SAP AG (SAP) and Sybase announced that they will collaborate to develop a mobile platform based on open architecture that supports different operating systems and devices.

Further, the two companies will develop a solution for corporate information management to provide customers with a broader range of database platforms for running SAP applications. Moreover, the companies will offer a comprehensive business analytics platform to support end-to-end functions
from data origination, data storage and usage of data. The two companies will also jointly develop technology to enable accessing real-time data anywhere and at anytime.

Research firm Gartner has forecasted that by 2014 there will be a very high level of mobile penetration with 6.5 billion mobile connections worldwide. This new group of users would demand immediate access to enterprise applications anytime and from anywhere.

On May 12 2010, SAP had announced its acquisition of Sybase Inc. It was agreed that Sybase will operate as a standalone unit under the name 'Sybase, a SAP Company.' Sybase's management team will continue to run the business. The SAP Executive Board is expected to propose to the Supervisory Board to appoint the Chairman and CEO of Sybase to SAP's Executive Board.

SAP would be able to accelerate the reach of its solutions across mobile platforms and drive forward the realization of its in-memory computing vision. This would drive higher user requirement of SAP software and unlock significant business value out of existing customer relationships. In addition, Sybase's innovative mobile platform can connect all applications and data and activate them on mobile devices.

For Sybase, SAP in-memory technology would provide the opportunity for dramatic performance improvements to its analytic process capabilities. Sybase would also be able to bring its complex event processing and analytics expertise, which was built in the financial sector, to customers in other industries, markets and product areas in which SAP has a complementary and strong presence.

SAP is the leader in the worldwide enterprise applications market with the largest market share. Its primary focus is on high-margin software license sales, since this category benefits the most from the improving information technology (IT) spending environment. The company is poised to benefit as the market environment is improving.

The company remains best positioned in the European software space, given its top-tier positioning, strong service-oriented architecture (SOA) adoption trends and its diversified industry and geographic footprint.  The company is entering the on-demand market, with SAP Business ByDesign being the most important innovation.  SAP Business ByDesign is a next generation on-demand technology platform, and the company is confident of rolling out the product in 2010.  The company is also innovating products in the area of mobility, which would provide SAP solutions that can be accessed from all leading mobile platforms, like RIM, Nokia, Apple, Google Android, etc.

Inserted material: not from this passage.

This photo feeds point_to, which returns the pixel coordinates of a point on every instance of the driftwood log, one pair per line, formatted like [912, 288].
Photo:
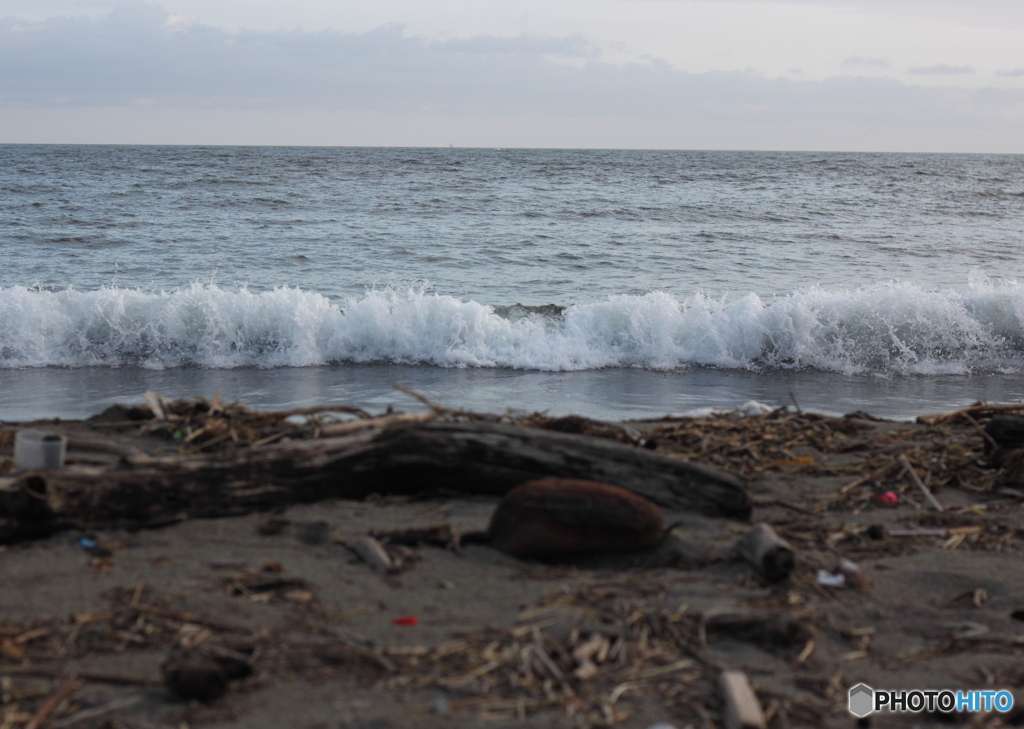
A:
[383, 456]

There are many new small companies that have based their businesses on offering support and maintenance services specifically for SAP software. These companies offer their services at times up to around a  price discount of 50%. This increased competition from these specialized companies will eat into SAP's margins for its support and maintenance segment in the next several years. However, a growing number of acquisitions in the software industry since 2007 is beginning to lower the supply of software and ease the price pressure for SAP.

Headquartered in Walldorf, Germany, SAP AG is one of the largest independent software vendors in the world and the leading provider of enterprise resource planning (ERP) software. Its solutions are designed to cater to the needs of organizations, ranging from small and medium businesses to large, global enterprises. SAP's business suite solutions help clients improve customer relationships, enhance collaboration, and improve efficiencies across their supply chains and business operations.